Working across drawing, photography, and relational methodologies, she explores the entanglement of temporality, identity and lived experience. She is particularly drawn to in-between spaces where fiction and reality blur, often rendered through intricate pen-based illustrations.
Natalie's current research focuses on food-based art practices, with an emphasis on the sensory and affective dimensions of taste, and the encoding of memory through acts of cooking, consumption and embodied transmission. Extending this inquiry, she explores the speculative capacities of plants and ingredients, attending to their symbolic agency in the shaping of memory and narrative.

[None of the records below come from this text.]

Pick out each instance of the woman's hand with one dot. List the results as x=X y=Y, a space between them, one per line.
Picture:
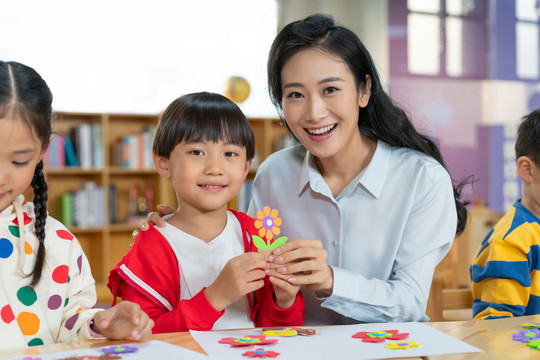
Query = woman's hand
x=156 y=217
x=122 y=321
x=303 y=262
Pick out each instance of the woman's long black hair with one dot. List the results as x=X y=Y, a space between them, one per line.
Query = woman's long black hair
x=25 y=95
x=381 y=119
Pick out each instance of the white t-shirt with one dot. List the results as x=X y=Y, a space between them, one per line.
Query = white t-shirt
x=384 y=233
x=201 y=262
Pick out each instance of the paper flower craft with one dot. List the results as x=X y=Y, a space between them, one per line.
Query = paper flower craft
x=248 y=340
x=380 y=335
x=526 y=335
x=122 y=349
x=283 y=332
x=402 y=345
x=531 y=326
x=287 y=331
x=261 y=353
x=535 y=344
x=268 y=224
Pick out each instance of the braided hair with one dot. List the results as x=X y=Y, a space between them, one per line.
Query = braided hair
x=25 y=94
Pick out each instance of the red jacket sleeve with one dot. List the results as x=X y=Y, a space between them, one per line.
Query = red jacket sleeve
x=265 y=312
x=149 y=276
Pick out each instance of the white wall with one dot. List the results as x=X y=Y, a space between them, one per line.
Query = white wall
x=136 y=56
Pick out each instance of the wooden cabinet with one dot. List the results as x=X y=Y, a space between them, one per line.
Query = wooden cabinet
x=106 y=243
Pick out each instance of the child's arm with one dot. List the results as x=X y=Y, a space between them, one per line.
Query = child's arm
x=125 y=320
x=195 y=313
x=149 y=276
x=501 y=280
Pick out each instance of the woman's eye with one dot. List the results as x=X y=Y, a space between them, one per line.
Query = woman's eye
x=20 y=163
x=295 y=95
x=330 y=90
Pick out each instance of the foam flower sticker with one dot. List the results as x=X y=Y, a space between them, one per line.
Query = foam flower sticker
x=402 y=345
x=531 y=326
x=248 y=340
x=380 y=335
x=121 y=349
x=526 y=335
x=261 y=353
x=268 y=224
x=535 y=344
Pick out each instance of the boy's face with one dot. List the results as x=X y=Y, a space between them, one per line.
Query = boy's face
x=205 y=175
x=19 y=154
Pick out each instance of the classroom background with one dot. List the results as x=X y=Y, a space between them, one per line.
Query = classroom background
x=465 y=70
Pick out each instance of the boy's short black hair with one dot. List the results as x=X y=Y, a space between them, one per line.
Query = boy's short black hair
x=528 y=141
x=203 y=116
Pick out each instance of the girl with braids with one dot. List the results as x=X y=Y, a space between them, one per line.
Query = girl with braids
x=47 y=291
x=366 y=199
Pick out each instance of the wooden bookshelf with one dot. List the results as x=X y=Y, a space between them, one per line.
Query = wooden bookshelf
x=105 y=245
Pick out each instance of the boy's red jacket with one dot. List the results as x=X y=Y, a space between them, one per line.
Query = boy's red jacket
x=149 y=275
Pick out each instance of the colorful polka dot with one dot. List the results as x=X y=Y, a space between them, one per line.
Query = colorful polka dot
x=28 y=323
x=7 y=314
x=6 y=248
x=71 y=321
x=27 y=248
x=35 y=342
x=79 y=263
x=54 y=302
x=60 y=274
x=14 y=230
x=64 y=234
x=27 y=295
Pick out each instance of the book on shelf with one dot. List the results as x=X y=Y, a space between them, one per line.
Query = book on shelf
x=84 y=207
x=134 y=151
x=83 y=147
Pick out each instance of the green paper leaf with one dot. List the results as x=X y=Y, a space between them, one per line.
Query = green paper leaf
x=259 y=242
x=278 y=242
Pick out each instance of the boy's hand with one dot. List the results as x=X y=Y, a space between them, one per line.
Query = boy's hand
x=125 y=320
x=284 y=291
x=240 y=276
x=156 y=217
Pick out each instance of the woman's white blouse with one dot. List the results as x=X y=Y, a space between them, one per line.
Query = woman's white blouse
x=385 y=233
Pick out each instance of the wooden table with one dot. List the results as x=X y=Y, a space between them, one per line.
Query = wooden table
x=493 y=336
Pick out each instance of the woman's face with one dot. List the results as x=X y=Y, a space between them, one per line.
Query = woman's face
x=321 y=102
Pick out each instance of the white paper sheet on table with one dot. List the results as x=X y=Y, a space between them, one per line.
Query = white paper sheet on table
x=336 y=342
x=147 y=350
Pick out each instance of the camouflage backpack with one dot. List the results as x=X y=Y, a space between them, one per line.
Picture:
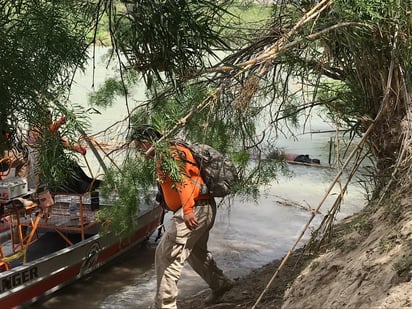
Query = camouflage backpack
x=216 y=170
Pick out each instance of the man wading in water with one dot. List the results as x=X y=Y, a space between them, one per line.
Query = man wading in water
x=187 y=233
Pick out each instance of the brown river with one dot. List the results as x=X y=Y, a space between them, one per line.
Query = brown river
x=246 y=234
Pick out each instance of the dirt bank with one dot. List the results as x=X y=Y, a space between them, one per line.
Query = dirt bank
x=368 y=264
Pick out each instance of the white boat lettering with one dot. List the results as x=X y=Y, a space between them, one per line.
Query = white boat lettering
x=19 y=278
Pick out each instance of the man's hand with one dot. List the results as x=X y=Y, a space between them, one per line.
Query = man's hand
x=190 y=220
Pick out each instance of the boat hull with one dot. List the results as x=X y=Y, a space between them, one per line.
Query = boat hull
x=27 y=283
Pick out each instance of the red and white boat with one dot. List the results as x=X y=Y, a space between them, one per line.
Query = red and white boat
x=48 y=248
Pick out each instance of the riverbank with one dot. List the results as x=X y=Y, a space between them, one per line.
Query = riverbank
x=247 y=290
x=367 y=264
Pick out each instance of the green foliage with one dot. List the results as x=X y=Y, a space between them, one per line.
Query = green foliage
x=130 y=186
x=42 y=44
x=167 y=36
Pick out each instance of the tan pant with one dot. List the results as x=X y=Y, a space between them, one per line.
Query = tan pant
x=179 y=244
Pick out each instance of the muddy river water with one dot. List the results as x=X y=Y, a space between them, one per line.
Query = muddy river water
x=246 y=234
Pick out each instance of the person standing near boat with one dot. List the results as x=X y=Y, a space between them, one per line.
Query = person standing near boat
x=77 y=181
x=187 y=234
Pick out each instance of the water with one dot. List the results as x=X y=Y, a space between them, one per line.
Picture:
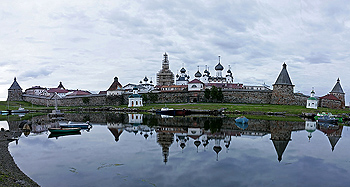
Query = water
x=266 y=153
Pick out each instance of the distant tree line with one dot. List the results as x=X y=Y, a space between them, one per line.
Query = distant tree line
x=213 y=95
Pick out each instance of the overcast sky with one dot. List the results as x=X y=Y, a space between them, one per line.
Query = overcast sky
x=85 y=44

Central to her practice is an ongoing collaborative engagement with her grandmother, through which she investigates ancestral knowledge, diasporic memory and the articulation of unspoken emotional registers.
Gustamorph Tapestry
This series explores and reconfigures Southeast Asian ingredients as sentient, biomorphic creatures in a visual realm of illustration through pen stippling on organza fabric.

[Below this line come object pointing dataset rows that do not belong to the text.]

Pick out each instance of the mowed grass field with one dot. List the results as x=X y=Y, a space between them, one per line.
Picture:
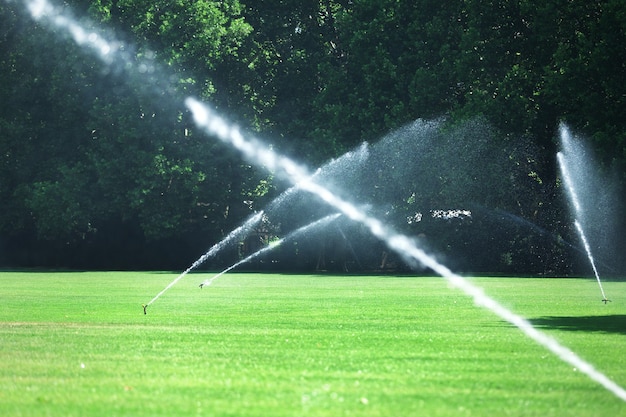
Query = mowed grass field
x=78 y=344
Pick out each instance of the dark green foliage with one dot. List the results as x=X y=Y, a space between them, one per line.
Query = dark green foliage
x=89 y=154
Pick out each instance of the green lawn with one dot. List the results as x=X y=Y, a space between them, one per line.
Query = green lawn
x=78 y=344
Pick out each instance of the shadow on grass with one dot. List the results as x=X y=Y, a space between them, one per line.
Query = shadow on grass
x=605 y=324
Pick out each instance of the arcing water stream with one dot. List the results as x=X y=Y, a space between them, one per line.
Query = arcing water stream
x=256 y=152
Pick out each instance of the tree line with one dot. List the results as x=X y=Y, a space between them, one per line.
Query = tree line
x=102 y=168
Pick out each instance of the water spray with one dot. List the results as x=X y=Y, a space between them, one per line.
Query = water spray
x=573 y=195
x=211 y=252
x=295 y=233
x=255 y=151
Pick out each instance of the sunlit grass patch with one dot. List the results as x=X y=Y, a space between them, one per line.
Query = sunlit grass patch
x=290 y=345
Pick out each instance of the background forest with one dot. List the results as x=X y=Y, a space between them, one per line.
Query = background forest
x=99 y=171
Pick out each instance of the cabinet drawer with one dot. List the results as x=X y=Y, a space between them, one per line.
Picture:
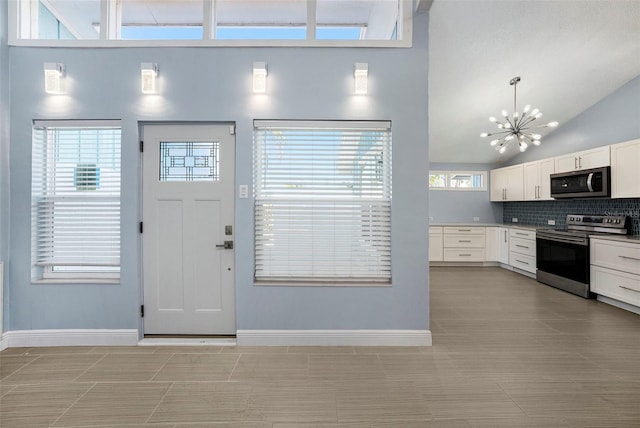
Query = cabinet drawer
x=463 y=255
x=522 y=261
x=523 y=246
x=617 y=285
x=616 y=255
x=522 y=233
x=462 y=230
x=464 y=241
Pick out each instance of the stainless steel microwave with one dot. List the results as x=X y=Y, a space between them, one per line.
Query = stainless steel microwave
x=586 y=183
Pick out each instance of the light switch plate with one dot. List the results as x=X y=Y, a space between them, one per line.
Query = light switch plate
x=243 y=191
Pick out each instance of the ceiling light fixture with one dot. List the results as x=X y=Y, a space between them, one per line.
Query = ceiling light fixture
x=516 y=127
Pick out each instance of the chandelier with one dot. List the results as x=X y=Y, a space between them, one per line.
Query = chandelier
x=516 y=127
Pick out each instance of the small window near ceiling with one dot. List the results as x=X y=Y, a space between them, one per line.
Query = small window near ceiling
x=322 y=202
x=75 y=200
x=458 y=180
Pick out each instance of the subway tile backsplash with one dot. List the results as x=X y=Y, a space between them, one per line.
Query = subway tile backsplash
x=536 y=213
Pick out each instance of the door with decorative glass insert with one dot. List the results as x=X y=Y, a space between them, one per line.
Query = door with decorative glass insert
x=188 y=230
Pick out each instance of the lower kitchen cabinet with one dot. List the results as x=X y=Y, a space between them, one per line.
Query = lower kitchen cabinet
x=464 y=244
x=522 y=249
x=615 y=270
x=435 y=244
x=497 y=245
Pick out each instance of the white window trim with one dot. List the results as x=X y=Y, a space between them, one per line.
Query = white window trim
x=108 y=37
x=376 y=279
x=448 y=175
x=49 y=276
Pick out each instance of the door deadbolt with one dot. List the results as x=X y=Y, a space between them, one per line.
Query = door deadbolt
x=228 y=245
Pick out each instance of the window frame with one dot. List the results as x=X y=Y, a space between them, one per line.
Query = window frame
x=20 y=26
x=47 y=273
x=274 y=199
x=450 y=174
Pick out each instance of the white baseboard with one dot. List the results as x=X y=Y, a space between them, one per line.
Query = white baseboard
x=333 y=337
x=88 y=337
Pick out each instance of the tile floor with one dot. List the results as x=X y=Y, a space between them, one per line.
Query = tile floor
x=508 y=352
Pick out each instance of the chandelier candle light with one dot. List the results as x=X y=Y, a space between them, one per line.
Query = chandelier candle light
x=516 y=127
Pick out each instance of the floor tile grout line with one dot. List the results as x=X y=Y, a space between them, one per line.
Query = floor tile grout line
x=73 y=404
x=89 y=368
x=155 y=409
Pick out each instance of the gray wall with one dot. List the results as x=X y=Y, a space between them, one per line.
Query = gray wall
x=463 y=206
x=4 y=152
x=614 y=119
x=213 y=84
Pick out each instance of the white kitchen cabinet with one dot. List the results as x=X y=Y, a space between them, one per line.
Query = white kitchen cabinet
x=507 y=184
x=615 y=270
x=625 y=170
x=522 y=249
x=586 y=159
x=497 y=245
x=537 y=181
x=464 y=244
x=435 y=244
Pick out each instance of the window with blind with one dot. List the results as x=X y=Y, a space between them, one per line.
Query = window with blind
x=75 y=200
x=322 y=201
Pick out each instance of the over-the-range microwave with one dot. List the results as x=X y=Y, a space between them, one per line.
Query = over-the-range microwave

Drawing from collective memories, conversations with friends and participant responses from an earlier work, this illustration positions familial ingredients, vegetables, herbs and flowers as mnemonic vessels of matrilineal memory and ancestral knowledge.

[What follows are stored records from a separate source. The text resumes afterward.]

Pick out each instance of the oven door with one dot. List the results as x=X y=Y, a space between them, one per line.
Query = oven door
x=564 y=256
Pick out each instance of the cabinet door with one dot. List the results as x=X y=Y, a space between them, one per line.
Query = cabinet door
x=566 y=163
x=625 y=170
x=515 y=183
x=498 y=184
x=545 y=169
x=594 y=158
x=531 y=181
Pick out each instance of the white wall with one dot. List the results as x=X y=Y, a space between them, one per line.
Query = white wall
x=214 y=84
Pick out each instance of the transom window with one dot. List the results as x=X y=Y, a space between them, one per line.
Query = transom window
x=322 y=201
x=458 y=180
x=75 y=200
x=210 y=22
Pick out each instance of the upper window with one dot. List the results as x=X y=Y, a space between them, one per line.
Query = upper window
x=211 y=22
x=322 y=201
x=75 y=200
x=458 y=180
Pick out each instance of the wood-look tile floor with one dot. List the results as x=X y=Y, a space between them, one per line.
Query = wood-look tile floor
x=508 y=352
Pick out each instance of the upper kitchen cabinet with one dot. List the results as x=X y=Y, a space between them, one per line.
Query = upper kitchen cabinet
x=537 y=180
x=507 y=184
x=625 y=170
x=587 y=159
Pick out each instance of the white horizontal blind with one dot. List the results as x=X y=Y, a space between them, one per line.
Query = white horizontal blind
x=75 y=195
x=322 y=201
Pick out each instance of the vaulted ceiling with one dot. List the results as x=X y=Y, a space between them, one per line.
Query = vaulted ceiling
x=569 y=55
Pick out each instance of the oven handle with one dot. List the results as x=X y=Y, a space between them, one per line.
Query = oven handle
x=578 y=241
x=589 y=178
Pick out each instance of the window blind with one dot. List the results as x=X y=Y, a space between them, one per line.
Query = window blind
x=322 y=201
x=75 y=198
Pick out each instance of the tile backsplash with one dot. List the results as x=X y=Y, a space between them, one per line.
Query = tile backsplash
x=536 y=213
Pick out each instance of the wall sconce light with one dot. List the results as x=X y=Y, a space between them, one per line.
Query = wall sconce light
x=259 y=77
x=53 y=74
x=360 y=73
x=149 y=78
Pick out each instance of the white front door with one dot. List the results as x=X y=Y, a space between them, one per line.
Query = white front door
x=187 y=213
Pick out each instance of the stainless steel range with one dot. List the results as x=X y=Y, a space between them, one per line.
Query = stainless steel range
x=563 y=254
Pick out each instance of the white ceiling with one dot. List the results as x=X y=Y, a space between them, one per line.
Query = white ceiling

Kaffir limes, skunk vine, long bean flowers and other ingredients transform into hybridised beings drifting within a speculative dreamscape, mirroring the wandering and evanescent nature of memory. Their reconfiguration reflects how culinary memory, through the lens of vegetal sentience, carries stories of migration, cultural continuity, care and identity.
Rooted in the concepts of gustemology and radical botany, this work opens a space to explore the imaginative and anthropomorphic dimensions of gustatory memory.
Research methodology and theoretical framework
The research investigates interrelations between taste, sensory experience and embodied memory within contemporary food-based art practices. It examines how these elements converge to activate memory, cultural identity and collective histories.
Positioning food beyond a tangible medium, the research situates it as a carrier of embodied, cultural and intergenerational transmission.
This inquiry is grounded in theoretical frameworks including David E. Sutton’s concept of gustemology, Luce Giard’s understanding of cooking as a form of anamnesis, Carolyn Korsmeyer’s examination of embodied engagement and John Dewey’s pragmatism approach.